We sell iaito (non-sharpened katana) which is used for practicing iai and kata. They are made the same way as our other hand forged, fully sharpened blades with the same weight and feel of a real sword, but without the risk of cutting or injuring yourself or someone else. But if you’re looking for an affordable non-sharpened sword that you can use for cosplay, photo shoots, or just for display, check out our machine made swords.

Can the non-sharpened, machine made swords be sharpened?

At the moment, we don’t offer sharpening service. Also, sharpening our non-sharpened, machine made swords won’t be worth the time and effort as the blades of these swords will not hold an edge because they have not been hardened. Even if you managed to sharpen it without ruining the overall geometry of the blade, it’s not safe to use it for cutting or for training because they are built to be display pieces only. It would be best to get our hand forged swords if you want a fully sharpened blade that you can use for martial arts training.

What's the difference between hand forged and machine made?

With the hand forged version, the blade started out from a small rectangular block of steel and then hammered into shape. It’s also been heat treated, heat tempered, and water/oil quenched so it will have a good edge retention. It’s then polished and sharpened by hand (using machines at a minimum). It’s built specifically for martial arts training and cutting practice.

While the machine made version, the blade started out from a large piece of metal plate that is entered in a machine that stamps out pieces of metal that looks like a blade. No other treatment is done so the steel is soft. The blade is not sharpened, and the overall sword is built purely for display or cosplay.

Do you sell brands like Paul Chen/Hanwei, Cheness, Musashi, Masahiro, Cold Steel, etc?

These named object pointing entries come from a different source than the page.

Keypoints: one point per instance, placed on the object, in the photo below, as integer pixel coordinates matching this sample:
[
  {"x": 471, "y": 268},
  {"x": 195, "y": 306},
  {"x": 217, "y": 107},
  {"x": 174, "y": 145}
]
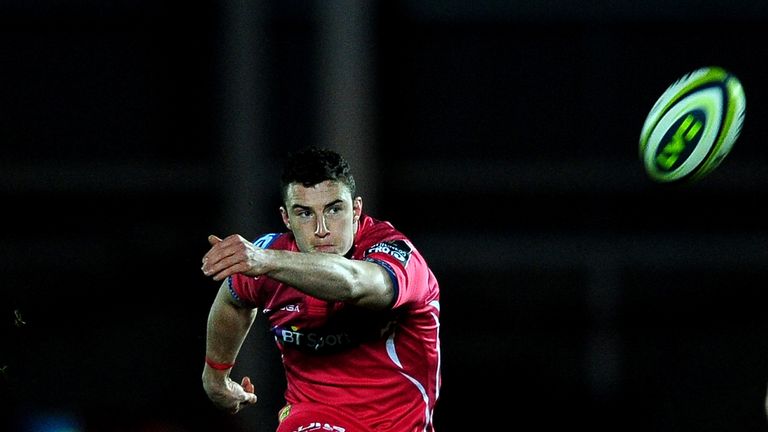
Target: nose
[{"x": 322, "y": 229}]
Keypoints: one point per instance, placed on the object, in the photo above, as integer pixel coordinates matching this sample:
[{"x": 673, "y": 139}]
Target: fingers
[{"x": 247, "y": 385}]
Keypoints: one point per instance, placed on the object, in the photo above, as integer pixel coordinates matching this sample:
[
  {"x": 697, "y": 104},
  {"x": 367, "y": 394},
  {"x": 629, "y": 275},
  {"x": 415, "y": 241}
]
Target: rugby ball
[{"x": 692, "y": 126}]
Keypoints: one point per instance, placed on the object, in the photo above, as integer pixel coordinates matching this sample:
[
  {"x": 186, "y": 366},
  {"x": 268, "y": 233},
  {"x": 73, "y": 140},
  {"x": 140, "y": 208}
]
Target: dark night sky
[{"x": 574, "y": 289}]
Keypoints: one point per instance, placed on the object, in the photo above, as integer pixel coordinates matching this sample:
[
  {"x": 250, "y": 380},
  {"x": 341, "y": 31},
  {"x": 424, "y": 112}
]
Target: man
[{"x": 353, "y": 306}]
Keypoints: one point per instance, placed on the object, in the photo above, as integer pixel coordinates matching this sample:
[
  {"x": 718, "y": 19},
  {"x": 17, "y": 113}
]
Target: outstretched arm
[
  {"x": 228, "y": 325},
  {"x": 327, "y": 276}
]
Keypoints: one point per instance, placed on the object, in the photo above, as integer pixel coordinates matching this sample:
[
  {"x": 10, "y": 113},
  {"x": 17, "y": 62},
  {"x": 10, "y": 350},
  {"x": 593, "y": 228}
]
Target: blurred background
[{"x": 501, "y": 136}]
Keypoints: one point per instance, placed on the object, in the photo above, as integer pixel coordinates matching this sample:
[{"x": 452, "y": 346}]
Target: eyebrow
[{"x": 330, "y": 204}]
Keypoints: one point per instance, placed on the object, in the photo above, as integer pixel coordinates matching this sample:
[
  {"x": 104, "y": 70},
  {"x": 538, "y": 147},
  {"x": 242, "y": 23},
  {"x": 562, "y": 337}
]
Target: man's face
[{"x": 323, "y": 217}]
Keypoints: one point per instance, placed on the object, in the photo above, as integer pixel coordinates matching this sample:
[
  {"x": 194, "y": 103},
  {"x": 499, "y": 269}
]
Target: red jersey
[{"x": 381, "y": 367}]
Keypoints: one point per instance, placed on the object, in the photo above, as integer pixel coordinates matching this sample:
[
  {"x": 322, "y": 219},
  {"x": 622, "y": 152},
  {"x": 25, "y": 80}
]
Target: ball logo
[
  {"x": 681, "y": 139},
  {"x": 692, "y": 126}
]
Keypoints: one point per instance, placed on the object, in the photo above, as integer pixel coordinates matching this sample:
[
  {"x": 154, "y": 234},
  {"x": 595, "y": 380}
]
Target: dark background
[{"x": 500, "y": 136}]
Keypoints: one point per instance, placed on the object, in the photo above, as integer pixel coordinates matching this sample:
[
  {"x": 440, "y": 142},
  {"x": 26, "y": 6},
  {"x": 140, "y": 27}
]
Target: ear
[
  {"x": 357, "y": 208},
  {"x": 286, "y": 219}
]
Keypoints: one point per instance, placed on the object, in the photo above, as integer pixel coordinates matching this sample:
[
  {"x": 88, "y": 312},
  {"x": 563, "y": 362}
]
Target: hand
[
  {"x": 232, "y": 397},
  {"x": 232, "y": 255}
]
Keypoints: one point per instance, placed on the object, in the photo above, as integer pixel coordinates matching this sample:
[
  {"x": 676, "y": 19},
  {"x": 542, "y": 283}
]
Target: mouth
[{"x": 325, "y": 248}]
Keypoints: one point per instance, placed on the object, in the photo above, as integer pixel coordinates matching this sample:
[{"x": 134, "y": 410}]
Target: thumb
[{"x": 247, "y": 385}]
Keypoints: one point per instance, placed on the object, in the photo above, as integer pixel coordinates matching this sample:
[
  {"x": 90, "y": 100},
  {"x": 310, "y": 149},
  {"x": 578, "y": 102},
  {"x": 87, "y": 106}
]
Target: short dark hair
[{"x": 313, "y": 165}]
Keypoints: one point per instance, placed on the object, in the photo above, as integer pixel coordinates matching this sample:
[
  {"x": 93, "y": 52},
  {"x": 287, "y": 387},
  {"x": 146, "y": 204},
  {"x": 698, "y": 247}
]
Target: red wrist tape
[{"x": 217, "y": 365}]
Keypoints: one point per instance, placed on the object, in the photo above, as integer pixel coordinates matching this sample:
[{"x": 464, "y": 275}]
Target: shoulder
[{"x": 382, "y": 238}]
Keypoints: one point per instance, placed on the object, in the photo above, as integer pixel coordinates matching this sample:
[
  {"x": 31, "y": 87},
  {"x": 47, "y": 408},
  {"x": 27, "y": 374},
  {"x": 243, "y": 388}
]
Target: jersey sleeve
[
  {"x": 405, "y": 267},
  {"x": 246, "y": 289}
]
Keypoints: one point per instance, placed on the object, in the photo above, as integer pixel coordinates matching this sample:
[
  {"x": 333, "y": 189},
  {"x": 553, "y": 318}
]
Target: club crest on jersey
[
  {"x": 265, "y": 240},
  {"x": 396, "y": 248}
]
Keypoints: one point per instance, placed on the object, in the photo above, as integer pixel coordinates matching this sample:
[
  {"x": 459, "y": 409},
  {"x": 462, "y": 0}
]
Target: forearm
[
  {"x": 227, "y": 328},
  {"x": 332, "y": 277}
]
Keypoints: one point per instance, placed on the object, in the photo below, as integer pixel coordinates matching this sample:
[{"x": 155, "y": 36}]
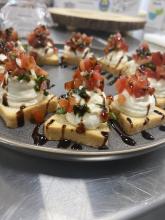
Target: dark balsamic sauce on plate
[
  {"x": 20, "y": 117},
  {"x": 64, "y": 144},
  {"x": 39, "y": 139},
  {"x": 130, "y": 122},
  {"x": 123, "y": 136},
  {"x": 146, "y": 135},
  {"x": 76, "y": 146}
]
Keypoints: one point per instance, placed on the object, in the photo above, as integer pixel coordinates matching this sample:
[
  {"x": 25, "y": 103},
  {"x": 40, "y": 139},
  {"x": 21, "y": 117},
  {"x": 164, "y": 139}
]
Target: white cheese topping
[
  {"x": 135, "y": 107},
  {"x": 80, "y": 54},
  {"x": 159, "y": 86},
  {"x": 43, "y": 51},
  {"x": 21, "y": 92},
  {"x": 91, "y": 119},
  {"x": 119, "y": 60}
]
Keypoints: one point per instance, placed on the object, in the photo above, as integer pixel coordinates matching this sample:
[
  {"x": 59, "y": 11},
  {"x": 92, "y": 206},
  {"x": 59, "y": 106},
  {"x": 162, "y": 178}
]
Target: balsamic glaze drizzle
[
  {"x": 130, "y": 121},
  {"x": 105, "y": 135},
  {"x": 146, "y": 121},
  {"x": 62, "y": 63},
  {"x": 109, "y": 76},
  {"x": 147, "y": 135},
  {"x": 4, "y": 100},
  {"x": 76, "y": 146},
  {"x": 103, "y": 73},
  {"x": 162, "y": 128},
  {"x": 124, "y": 137},
  {"x": 74, "y": 67},
  {"x": 20, "y": 117},
  {"x": 64, "y": 144}
]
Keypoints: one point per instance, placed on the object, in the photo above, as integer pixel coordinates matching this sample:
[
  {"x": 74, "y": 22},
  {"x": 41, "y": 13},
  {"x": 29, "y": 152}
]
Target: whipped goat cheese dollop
[
  {"x": 159, "y": 86},
  {"x": 95, "y": 104}
]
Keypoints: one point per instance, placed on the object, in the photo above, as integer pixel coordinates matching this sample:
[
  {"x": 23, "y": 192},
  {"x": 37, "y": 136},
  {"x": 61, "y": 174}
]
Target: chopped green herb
[
  {"x": 60, "y": 111},
  {"x": 150, "y": 65},
  {"x": 37, "y": 88},
  {"x": 143, "y": 52},
  {"x": 112, "y": 115},
  {"x": 81, "y": 92},
  {"x": 46, "y": 93},
  {"x": 101, "y": 105},
  {"x": 25, "y": 77},
  {"x": 80, "y": 109},
  {"x": 25, "y": 46},
  {"x": 13, "y": 56}
]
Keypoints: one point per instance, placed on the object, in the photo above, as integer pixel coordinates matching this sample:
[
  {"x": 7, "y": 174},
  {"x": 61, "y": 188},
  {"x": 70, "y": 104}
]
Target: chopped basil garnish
[
  {"x": 81, "y": 92},
  {"x": 46, "y": 93},
  {"x": 13, "y": 56},
  {"x": 143, "y": 52},
  {"x": 80, "y": 109},
  {"x": 25, "y": 77},
  {"x": 25, "y": 46},
  {"x": 112, "y": 115},
  {"x": 150, "y": 65},
  {"x": 60, "y": 111},
  {"x": 101, "y": 105},
  {"x": 39, "y": 81}
]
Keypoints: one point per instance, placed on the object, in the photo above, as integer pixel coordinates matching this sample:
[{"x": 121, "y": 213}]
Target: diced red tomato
[
  {"x": 104, "y": 116},
  {"x": 121, "y": 99},
  {"x": 63, "y": 103},
  {"x": 69, "y": 85},
  {"x": 120, "y": 84},
  {"x": 157, "y": 58},
  {"x": 1, "y": 77},
  {"x": 38, "y": 117}
]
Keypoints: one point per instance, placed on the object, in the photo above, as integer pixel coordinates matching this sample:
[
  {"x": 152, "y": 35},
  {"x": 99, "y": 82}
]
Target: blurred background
[
  {"x": 154, "y": 10},
  {"x": 30, "y": 10}
]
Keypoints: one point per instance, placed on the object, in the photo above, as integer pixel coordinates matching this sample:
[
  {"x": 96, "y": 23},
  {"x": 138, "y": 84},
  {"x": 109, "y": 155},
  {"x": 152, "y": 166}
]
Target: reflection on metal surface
[{"x": 38, "y": 189}]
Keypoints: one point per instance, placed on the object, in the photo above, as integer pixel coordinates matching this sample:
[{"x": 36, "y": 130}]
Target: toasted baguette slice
[
  {"x": 160, "y": 102},
  {"x": 14, "y": 118},
  {"x": 57, "y": 128},
  {"x": 132, "y": 125},
  {"x": 51, "y": 60}
]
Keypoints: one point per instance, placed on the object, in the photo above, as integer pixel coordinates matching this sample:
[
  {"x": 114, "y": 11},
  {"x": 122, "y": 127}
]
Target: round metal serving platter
[{"x": 20, "y": 139}]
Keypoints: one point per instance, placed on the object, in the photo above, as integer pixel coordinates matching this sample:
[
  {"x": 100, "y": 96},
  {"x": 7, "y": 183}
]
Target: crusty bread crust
[
  {"x": 139, "y": 124},
  {"x": 160, "y": 102},
  {"x": 10, "y": 115},
  {"x": 70, "y": 59},
  {"x": 57, "y": 128},
  {"x": 51, "y": 60}
]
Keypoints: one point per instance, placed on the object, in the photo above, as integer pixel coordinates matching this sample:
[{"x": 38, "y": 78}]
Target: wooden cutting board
[{"x": 96, "y": 20}]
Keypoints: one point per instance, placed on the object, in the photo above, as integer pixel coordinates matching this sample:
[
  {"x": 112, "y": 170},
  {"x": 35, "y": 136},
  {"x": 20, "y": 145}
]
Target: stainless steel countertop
[{"x": 39, "y": 189}]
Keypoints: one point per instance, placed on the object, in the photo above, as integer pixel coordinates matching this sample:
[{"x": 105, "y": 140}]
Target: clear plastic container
[{"x": 24, "y": 15}]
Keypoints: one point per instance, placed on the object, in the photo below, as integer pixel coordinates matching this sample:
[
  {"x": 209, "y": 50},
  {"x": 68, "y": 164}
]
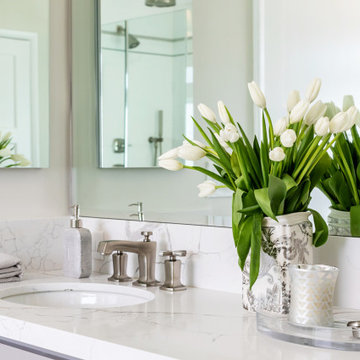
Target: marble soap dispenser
[{"x": 77, "y": 249}]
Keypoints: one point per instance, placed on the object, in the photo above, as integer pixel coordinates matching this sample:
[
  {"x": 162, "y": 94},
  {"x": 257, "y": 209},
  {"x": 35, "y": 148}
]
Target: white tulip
[
  {"x": 224, "y": 116},
  {"x": 20, "y": 159},
  {"x": 293, "y": 99},
  {"x": 313, "y": 90},
  {"x": 207, "y": 113},
  {"x": 206, "y": 188},
  {"x": 229, "y": 133},
  {"x": 331, "y": 110},
  {"x": 354, "y": 115},
  {"x": 5, "y": 152},
  {"x": 299, "y": 110},
  {"x": 281, "y": 125},
  {"x": 257, "y": 95},
  {"x": 223, "y": 143},
  {"x": 315, "y": 113},
  {"x": 322, "y": 126},
  {"x": 7, "y": 136},
  {"x": 339, "y": 123},
  {"x": 171, "y": 154},
  {"x": 171, "y": 164},
  {"x": 190, "y": 152},
  {"x": 277, "y": 154},
  {"x": 348, "y": 101},
  {"x": 288, "y": 137}
]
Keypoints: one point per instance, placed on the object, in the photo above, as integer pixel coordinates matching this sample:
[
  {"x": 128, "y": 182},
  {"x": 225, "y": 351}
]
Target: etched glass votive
[{"x": 312, "y": 291}]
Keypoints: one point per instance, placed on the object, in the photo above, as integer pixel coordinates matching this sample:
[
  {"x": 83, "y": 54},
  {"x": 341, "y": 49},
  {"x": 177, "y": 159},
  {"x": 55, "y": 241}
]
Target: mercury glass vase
[
  {"x": 339, "y": 223},
  {"x": 312, "y": 292},
  {"x": 284, "y": 242}
]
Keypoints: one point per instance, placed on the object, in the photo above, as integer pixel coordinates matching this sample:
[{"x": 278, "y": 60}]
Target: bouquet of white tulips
[
  {"x": 271, "y": 177},
  {"x": 7, "y": 157},
  {"x": 341, "y": 182}
]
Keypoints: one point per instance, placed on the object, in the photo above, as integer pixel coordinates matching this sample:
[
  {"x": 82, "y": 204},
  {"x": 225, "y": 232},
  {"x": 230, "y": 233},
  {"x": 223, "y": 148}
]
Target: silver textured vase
[
  {"x": 286, "y": 242},
  {"x": 339, "y": 223}
]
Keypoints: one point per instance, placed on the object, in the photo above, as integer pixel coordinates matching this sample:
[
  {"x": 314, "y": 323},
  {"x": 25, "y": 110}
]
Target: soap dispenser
[{"x": 77, "y": 248}]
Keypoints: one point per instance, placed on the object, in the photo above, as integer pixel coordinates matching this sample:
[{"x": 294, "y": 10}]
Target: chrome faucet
[
  {"x": 140, "y": 211},
  {"x": 146, "y": 251}
]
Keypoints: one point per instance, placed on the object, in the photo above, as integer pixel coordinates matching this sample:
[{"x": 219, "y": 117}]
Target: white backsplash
[{"x": 211, "y": 260}]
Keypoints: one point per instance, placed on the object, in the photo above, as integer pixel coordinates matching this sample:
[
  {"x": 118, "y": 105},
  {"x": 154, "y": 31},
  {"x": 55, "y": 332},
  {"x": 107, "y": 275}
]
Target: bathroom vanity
[{"x": 194, "y": 324}]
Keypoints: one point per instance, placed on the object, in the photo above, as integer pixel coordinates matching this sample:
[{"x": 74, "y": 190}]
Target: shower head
[
  {"x": 133, "y": 41},
  {"x": 160, "y": 3}
]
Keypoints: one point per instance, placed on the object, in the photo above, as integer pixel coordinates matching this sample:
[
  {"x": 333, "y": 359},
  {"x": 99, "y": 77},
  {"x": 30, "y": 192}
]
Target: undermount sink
[{"x": 75, "y": 295}]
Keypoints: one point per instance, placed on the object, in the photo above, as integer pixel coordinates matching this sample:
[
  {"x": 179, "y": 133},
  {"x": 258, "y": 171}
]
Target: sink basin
[{"x": 75, "y": 295}]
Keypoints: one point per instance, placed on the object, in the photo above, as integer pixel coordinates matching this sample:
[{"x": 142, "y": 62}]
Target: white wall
[
  {"x": 31, "y": 193},
  {"x": 301, "y": 40}
]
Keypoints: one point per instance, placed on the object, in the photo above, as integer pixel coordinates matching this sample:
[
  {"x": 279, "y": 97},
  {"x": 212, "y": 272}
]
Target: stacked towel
[{"x": 10, "y": 268}]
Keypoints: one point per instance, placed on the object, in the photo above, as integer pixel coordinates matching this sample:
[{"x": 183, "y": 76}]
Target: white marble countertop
[{"x": 193, "y": 324}]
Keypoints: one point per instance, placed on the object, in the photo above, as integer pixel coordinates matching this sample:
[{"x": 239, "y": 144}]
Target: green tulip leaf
[
  {"x": 262, "y": 198},
  {"x": 320, "y": 169},
  {"x": 277, "y": 193},
  {"x": 256, "y": 237},
  {"x": 243, "y": 246},
  {"x": 320, "y": 235},
  {"x": 289, "y": 182},
  {"x": 355, "y": 220},
  {"x": 237, "y": 204}
]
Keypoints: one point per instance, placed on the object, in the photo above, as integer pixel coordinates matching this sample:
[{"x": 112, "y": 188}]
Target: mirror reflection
[
  {"x": 146, "y": 80},
  {"x": 24, "y": 85}
]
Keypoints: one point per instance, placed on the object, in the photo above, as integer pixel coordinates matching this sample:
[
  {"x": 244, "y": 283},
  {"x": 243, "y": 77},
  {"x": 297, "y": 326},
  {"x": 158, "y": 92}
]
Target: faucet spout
[{"x": 146, "y": 251}]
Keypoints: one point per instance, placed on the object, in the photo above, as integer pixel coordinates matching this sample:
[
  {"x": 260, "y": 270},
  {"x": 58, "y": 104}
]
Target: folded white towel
[
  {"x": 10, "y": 268},
  {"x": 7, "y": 261},
  {"x": 12, "y": 279}
]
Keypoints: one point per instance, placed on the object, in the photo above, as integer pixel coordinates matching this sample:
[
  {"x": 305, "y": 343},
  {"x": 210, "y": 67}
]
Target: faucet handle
[
  {"x": 173, "y": 254},
  {"x": 146, "y": 235}
]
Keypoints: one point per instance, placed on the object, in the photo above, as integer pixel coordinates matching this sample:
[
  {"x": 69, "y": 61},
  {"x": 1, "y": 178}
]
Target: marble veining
[{"x": 37, "y": 242}]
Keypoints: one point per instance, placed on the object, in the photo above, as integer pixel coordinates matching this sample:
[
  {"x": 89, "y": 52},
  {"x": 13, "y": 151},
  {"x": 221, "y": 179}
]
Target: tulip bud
[
  {"x": 5, "y": 152},
  {"x": 322, "y": 126},
  {"x": 207, "y": 113},
  {"x": 281, "y": 125},
  {"x": 299, "y": 110},
  {"x": 7, "y": 136},
  {"x": 293, "y": 99},
  {"x": 206, "y": 188},
  {"x": 315, "y": 113},
  {"x": 224, "y": 116},
  {"x": 257, "y": 95},
  {"x": 348, "y": 101},
  {"x": 288, "y": 137},
  {"x": 331, "y": 110},
  {"x": 313, "y": 90},
  {"x": 229, "y": 133},
  {"x": 170, "y": 164},
  {"x": 354, "y": 116},
  {"x": 191, "y": 152},
  {"x": 339, "y": 123},
  {"x": 277, "y": 154},
  {"x": 223, "y": 143},
  {"x": 171, "y": 154},
  {"x": 20, "y": 159}
]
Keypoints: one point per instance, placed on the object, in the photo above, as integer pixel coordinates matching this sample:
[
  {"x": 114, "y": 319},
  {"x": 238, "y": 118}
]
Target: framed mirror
[
  {"x": 24, "y": 85},
  {"x": 146, "y": 81},
  {"x": 231, "y": 45}
]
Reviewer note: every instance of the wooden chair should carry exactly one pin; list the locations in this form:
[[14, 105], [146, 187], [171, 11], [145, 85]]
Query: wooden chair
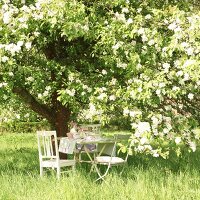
[[49, 153], [87, 130], [111, 160]]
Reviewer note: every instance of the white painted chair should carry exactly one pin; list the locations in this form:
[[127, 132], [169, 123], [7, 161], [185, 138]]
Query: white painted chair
[[111, 160], [49, 153]]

We only sell our own brand: Geisha’s Blade 芸者の刃

Do you accept custom made swords?

We accept custom swords according to your specifications, but we can only customize the following:

Blade style (shinogi zukuri, shobu zukuri, unokubi zukuri, and moroha zukuri only)
Blade length
Tsuka length
Color of tsukaito (handle wrap)
Color of saya
Style of tsuba (hand guard)

* At the moment, we do not accept anime/video game based swords for custom-made swords.

Custom-made katana cannot be ordered anytime, this will be pre-ordered and a date will be announced on when we will be taking custom orders because this will be made/ordered prior to ordering our new stocks.

The starting price for a custom katana is PHP 22,500 with standard shinogi-zukuri mono-steel blade (28 inches blade, 11 inches handle), iron or zinc alloy tsuba. A down payment/deposit of 25% of the total cost of the custom katana is required and is NON-REFUNDABLE to ensure that the custom order will be fully paid for. The balance and shipping cost can be paid for before we ship your order to you. It will take 1-2 months for the production, and at least 1 month for the shipping. A total of 2-3 months waiting time. A custom katana is only available or can be made using 1095 carbon steel or T10 tool steel. This will have a natural hamon on the blade and not wire-brushed like on our 1050 and 1060 series. If you want a different type of blade construction like laminated or folded, engravings on the blade, different style of bohi (groove), there will be additional charges.

We will be providing you pictures for choices of our available colors for the tsukaito, color of saya, and available designs of tsuba you can choose from.